未卜

未卜

前方豁然開朗。

越過巨木林的邊界,巨雉長鳴一聲,雪白的雙翼展開,盤旋着下降。

這一片荒蕪慘淡的暗灰色森林儘是枯枝敗葉。

隔着數百米的高空,從這裏望下去,這一座九泉城幾乎沒有邊界。從頹敗的森林邊境,直到望不見盡頭的地平線,皆是暗黃色荒蕪的城。

白桐蹙眉問道:“風長陵和憐蘭他們已經不見了。我們怎麼辦,要回去嗎?”

蘇郁側目,說道:“你覺得,在這裏等的話,風長陵會回來找我們嗎?”

這是憐蘭一個人的主意,還是他們其他三姓一起商量的結果。如果只是憐蘭一個人做出的決定,那麼風長陵他們發現了,還會回來找她們。

風長陵也參與其中么?

白桐有些猶豫,她眸色暗了暗,說道:“也許風長陵和憐蘭是一同商量好的。”

物以類聚,人以群分。畢竟他們形影不離,而她只是個外人,或許在她們心裏,是要避諱的三姓。
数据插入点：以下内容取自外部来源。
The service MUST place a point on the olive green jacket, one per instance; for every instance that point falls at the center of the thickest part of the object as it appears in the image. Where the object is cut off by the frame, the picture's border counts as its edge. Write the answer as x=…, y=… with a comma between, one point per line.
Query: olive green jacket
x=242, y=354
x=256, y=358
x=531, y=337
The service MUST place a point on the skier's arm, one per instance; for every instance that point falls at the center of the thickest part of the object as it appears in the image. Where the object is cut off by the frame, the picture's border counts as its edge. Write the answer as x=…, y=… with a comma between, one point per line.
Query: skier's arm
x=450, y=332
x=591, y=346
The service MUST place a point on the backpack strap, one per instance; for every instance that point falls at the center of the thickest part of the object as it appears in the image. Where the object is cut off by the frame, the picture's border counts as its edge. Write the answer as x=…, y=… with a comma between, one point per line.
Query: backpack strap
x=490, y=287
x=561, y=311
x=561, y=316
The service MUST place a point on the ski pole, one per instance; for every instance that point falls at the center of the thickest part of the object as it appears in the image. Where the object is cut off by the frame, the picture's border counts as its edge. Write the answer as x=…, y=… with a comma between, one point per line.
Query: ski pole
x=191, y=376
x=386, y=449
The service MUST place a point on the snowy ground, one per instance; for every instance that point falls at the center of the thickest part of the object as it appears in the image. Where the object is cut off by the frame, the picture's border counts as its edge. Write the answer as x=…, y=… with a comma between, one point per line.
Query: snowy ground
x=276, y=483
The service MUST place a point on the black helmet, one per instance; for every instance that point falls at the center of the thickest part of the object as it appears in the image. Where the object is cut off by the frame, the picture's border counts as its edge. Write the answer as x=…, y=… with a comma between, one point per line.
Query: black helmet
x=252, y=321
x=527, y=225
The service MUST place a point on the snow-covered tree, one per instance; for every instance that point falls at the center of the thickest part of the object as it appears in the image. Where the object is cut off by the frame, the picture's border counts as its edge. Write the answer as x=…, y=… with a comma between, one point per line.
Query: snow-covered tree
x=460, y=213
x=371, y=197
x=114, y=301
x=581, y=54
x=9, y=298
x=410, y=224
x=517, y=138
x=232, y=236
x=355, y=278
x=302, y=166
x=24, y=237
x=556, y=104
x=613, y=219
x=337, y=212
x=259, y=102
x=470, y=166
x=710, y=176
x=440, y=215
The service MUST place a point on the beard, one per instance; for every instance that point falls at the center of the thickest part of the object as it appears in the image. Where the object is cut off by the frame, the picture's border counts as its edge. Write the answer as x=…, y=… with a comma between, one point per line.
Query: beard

蘇郁望向下方,審視了這座荒蕪的九泉城一番,繼而說道:“我聽說。這九泉城裏有上古妖獸遊盪的亡魂,如果僅憑你我,還有個失了內力的雲鶴貿然下去,必然會死得慘不忍睹。反正你們妖司憐家風家的精銳都下去了,我們這些還不如在這旁邊等等,若是風長陵他們不回來找我們,那我們就先回去。”
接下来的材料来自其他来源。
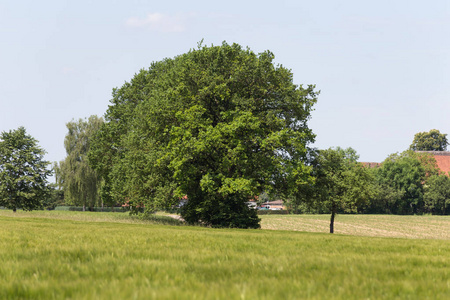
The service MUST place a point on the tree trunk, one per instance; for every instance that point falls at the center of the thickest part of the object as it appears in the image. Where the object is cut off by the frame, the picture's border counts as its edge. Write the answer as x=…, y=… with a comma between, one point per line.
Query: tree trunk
x=333, y=213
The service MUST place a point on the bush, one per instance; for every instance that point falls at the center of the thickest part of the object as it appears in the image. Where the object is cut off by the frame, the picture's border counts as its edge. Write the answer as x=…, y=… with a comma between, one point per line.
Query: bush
x=272, y=212
x=97, y=209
說罷,他伸了伸懶腰,坐在巨雉身上,懶散地說道:“反正這種臟活累活,就交給妖司來做,至於我。撿個現成的便宜便是了。”

白桐剛剛還憂心忡忡,如今看他這幅樣子,不由得半喜半憂地嘆了口氣:“想來妖族的那些人司妖長也是這樣想的,讓我們來找這個凡人,順帶替她們找到公主。等我們離開這裏,他們就順理成章地堵住我們,把她們的公主帶走。”

蘇郁很是認同地點頭,慵懶道:“不僅要把他們的公主帶走,還要把我們給絞殺殆盡。”

白桐盤腿坐下來,有些擔憂地問道:“那我們怎麼辦?”

蘇郁看着她,這雙碧藍的眼眸清澈而剔透,是人間從未見過的美麗和明亮。

無論經過多少風浪和波折,看過多少慘象和絕望,這雙眼睛裏,都沒有被鮮血和怨恨滲入一點雜質。
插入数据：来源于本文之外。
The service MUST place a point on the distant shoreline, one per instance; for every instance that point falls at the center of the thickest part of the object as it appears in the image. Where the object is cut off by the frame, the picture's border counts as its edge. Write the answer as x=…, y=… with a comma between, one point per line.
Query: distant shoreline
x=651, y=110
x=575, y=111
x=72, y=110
蘇郁笑道:“你覺得三姓會對你們這些流淌着同宗血脈的種族下手嗎?唯一需要擔心的,就只是我和雲鶴。”

他們才是真正的異界另類。

巨雉即將飛越九泉城的邊界。前面,就是九被食屍藤和不滅亡靈籠罩的九泉城。

白桐愣了一下,繼而下意識地說道:“我跟你是一起的。”

說罷,抿唇,看向雲鶴。

雲鶴臉上幾乎沒有表情,只是看着蘇郁。蘇郁見白桐難得露出了擔憂的神情,像是安慰似得拍了拍她的手:“都說非我族類,其心必異。目前看來,妖族沒有動你們幾個三姓的想法。你放心,只要我們有利用價值,那麼,妖界就不會為難我和雲鶴。”

白桐鬆了口氣。巨雉緩緩降低高度,已經可以窺見被食屍藤籠罩的大致輪廓,城中舊貌。她想起一事,正要說話,身子便傾斜了一下。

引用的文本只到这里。